Guide

Browser storage explained: cookies, localStorage, and IndexedDB

Modern web apps persist data in the browser for sessions, preferences, drafts, and offline caches. Browsers expose several storage APIs — each with different size limits, security properties, and sync behavior. Picking the wrong one leads to subtle bugs: tokens stolen by XSS, cookies blocked on cross-site requests, or multi-megabyte JSON choking the main thread. This guide explains how HTTP cookies, the Web Storage API (localStorage and sessionStorage), and IndexedDB work, when to use each, and the security patterns that keep user data safe in production SPAs and wallet-connected dApps.

Why browsers offer multiple storage layers

The web was designed as a stateless document platform. Cookies were added early so servers could correlate requests from the same browser. As JavaScript apps grew richer, developers needed larger, structured client-side stores without sending everything back on every HTTP request. The result is a stack of APIs with overlapping but distinct roles:

  • Cookies — small key/value pairs automatically attached to HTTP requests; ideal for session identifiers the server must read.
  • localStorage / sessionStorage — simple string key/value stores scoped to an origin; easy API, synchronous, not sent to the server by default.
  • IndexedDB — asynchronous database for objects, blobs, and indexes; supports transactions and much larger quotas.

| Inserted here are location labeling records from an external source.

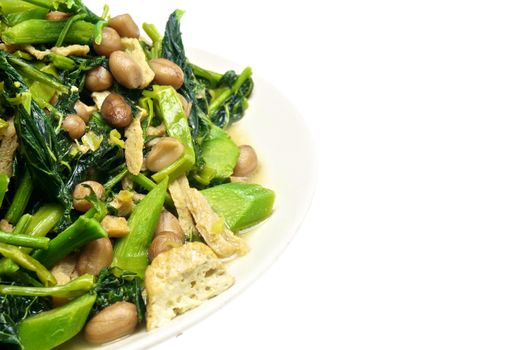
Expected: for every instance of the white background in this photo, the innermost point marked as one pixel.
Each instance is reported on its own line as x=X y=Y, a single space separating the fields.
x=415 y=237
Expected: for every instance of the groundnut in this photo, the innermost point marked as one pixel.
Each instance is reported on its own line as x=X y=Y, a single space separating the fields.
x=162 y=243
x=83 y=111
x=247 y=162
x=57 y=16
x=98 y=79
x=110 y=42
x=82 y=190
x=74 y=126
x=95 y=256
x=111 y=323
x=116 y=111
x=169 y=223
x=164 y=153
x=54 y=99
x=125 y=70
x=167 y=72
x=125 y=26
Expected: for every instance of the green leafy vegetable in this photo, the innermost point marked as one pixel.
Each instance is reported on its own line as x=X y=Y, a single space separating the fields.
x=14 y=309
x=115 y=285
x=131 y=252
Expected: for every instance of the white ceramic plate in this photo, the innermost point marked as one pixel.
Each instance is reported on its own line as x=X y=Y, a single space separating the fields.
x=287 y=162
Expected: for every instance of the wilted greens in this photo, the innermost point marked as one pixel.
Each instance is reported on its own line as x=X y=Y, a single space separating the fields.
x=98 y=127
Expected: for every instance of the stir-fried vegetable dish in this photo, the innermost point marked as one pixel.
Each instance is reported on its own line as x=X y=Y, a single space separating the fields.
x=122 y=193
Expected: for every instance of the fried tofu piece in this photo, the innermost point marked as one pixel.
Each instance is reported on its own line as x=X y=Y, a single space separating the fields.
x=181 y=279
x=134 y=147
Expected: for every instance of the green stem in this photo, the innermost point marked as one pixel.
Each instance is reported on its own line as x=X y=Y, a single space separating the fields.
x=210 y=76
x=156 y=39
x=49 y=329
x=214 y=106
x=67 y=27
x=8 y=267
x=62 y=62
x=44 y=220
x=40 y=3
x=33 y=73
x=28 y=263
x=14 y=6
x=22 y=195
x=4 y=183
x=22 y=225
x=115 y=180
x=24 y=240
x=81 y=232
x=41 y=31
x=148 y=184
x=131 y=252
x=76 y=287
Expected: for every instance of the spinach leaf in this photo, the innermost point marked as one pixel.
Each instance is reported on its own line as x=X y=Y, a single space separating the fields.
x=115 y=285
x=14 y=309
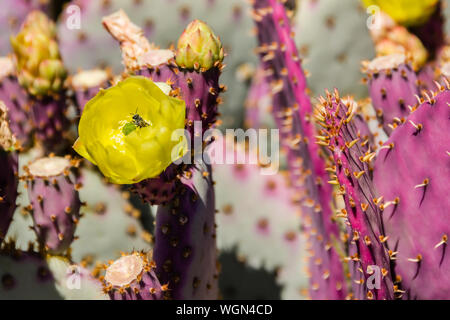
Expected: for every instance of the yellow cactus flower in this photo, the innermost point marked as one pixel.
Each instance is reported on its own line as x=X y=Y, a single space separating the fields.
x=406 y=12
x=126 y=130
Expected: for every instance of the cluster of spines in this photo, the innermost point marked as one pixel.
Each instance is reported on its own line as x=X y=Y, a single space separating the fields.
x=9 y=162
x=293 y=114
x=352 y=176
x=55 y=203
x=411 y=172
x=144 y=285
x=185 y=239
x=393 y=87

All of these are partitioned by origin (scheme + host + port). https://app.example.com cannot read storage from https://evil.example.com, even on the same registrable domain, unless you explicitly share state via subdomains and cookie Domain attributes — which has security trade-offs. Understanding origin boundaries pairs naturally with CORS when your API lives on a different host than your frontend.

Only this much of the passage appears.